Grammatical ideas such as voice, tense, number, case, were expressed by elements affixed to the word stem and incapable of a separate existence. For they will have loved Latin says ama-v-eru-nt. The -v- has the force of have, the -eru- of will, -nt of they; but none of these parts can be used alone, as their equivalents in English can be, or as in French ils auront aimé. The two latter languages are analytical. They break an idea into parts which they express by separate words that change form but little. They retain only fragments of conjugations and declensions. Sanskrit had eight noun cases, Latin six; English has only two, the subjective-objective and the possessive, and French only one, or rather no case-form at all.[15]
This development toward a more analytical form is not only traceable in several non-Indo-European speech families, such as Chinese and Malayo-Polynesian (§ [61]), but has gone on in all the branches of Indo-European. It is visible in the growth of English from Anglo-Saxon; of French, Spanish, and Italian from Latin; of modern from ancient Persian; of Hindi and Bengali from Sanskrit.
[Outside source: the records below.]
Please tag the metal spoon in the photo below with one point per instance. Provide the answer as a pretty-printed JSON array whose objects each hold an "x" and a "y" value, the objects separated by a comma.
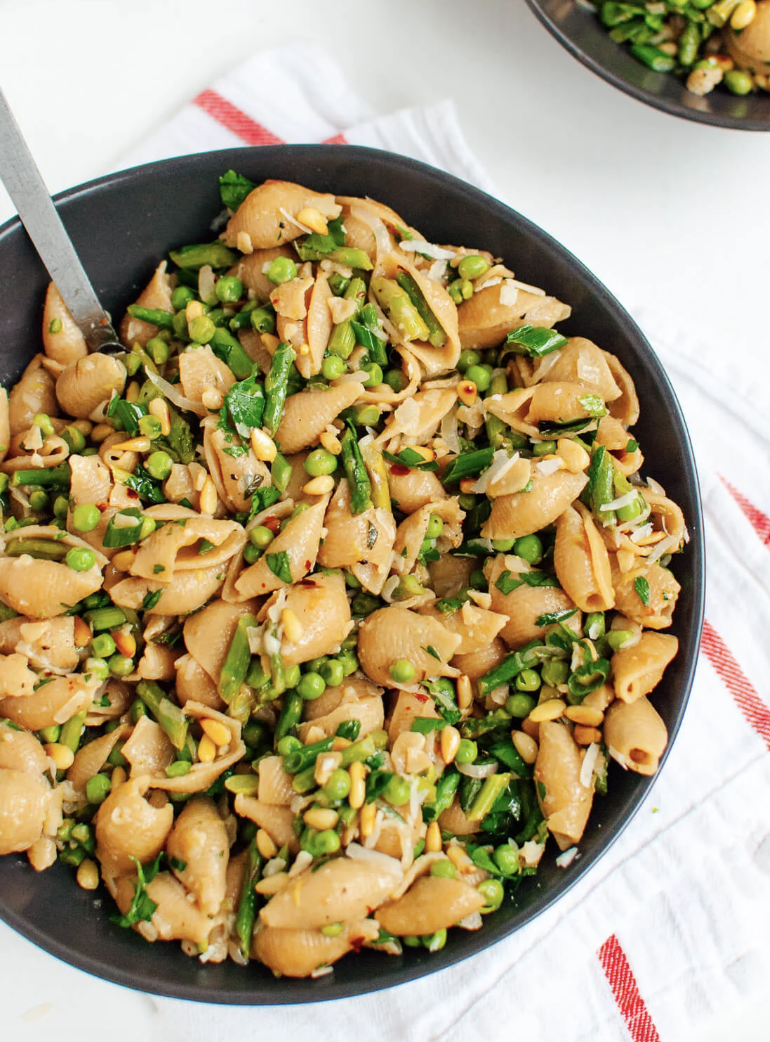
[{"x": 26, "y": 188}]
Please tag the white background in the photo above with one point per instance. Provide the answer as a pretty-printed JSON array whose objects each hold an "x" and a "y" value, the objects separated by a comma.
[{"x": 671, "y": 216}]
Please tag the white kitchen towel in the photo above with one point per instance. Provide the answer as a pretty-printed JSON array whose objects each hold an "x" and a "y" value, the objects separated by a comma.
[{"x": 666, "y": 929}]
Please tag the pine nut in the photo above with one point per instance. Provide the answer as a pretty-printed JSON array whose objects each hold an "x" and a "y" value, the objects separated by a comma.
[
  {"x": 465, "y": 692},
  {"x": 586, "y": 715},
  {"x": 206, "y": 750},
  {"x": 586, "y": 736},
  {"x": 61, "y": 755},
  {"x": 208, "y": 497},
  {"x": 432, "y": 838},
  {"x": 368, "y": 814},
  {"x": 330, "y": 443},
  {"x": 357, "y": 786},
  {"x": 263, "y": 446},
  {"x": 525, "y": 746},
  {"x": 88, "y": 874},
  {"x": 551, "y": 710},
  {"x": 159, "y": 410},
  {"x": 449, "y": 744},
  {"x": 82, "y": 633},
  {"x": 320, "y": 818},
  {"x": 314, "y": 220},
  {"x": 293, "y": 628},
  {"x": 265, "y": 844},
  {"x": 217, "y": 732},
  {"x": 319, "y": 486}
]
True, some of these have been in contact, like the Germanic and Latin languages, and might therefore be imagined to have set one another an example, although there is little evidence that languages seriously influence each other’s forms. But many of the Indo-European idioms have not been in contact at all for thousands of years. The Germanic and the Indo-Iranic branches, for instance, must have separated at least four thousand years ago. For the greater part of this period, accordingly, the related but no longer communicating languages that have resulted in modern English and Bengali, to take only one instance, have independently driven toward the same goal of more and more analytical structure. It may well be that the hidden germ of this impulse lay implanted in the common Indo-European mother-tongue at the time of its differentiation five or more thousand years ago. But the movement of its daughters has certainly been an astoundingly parallel one.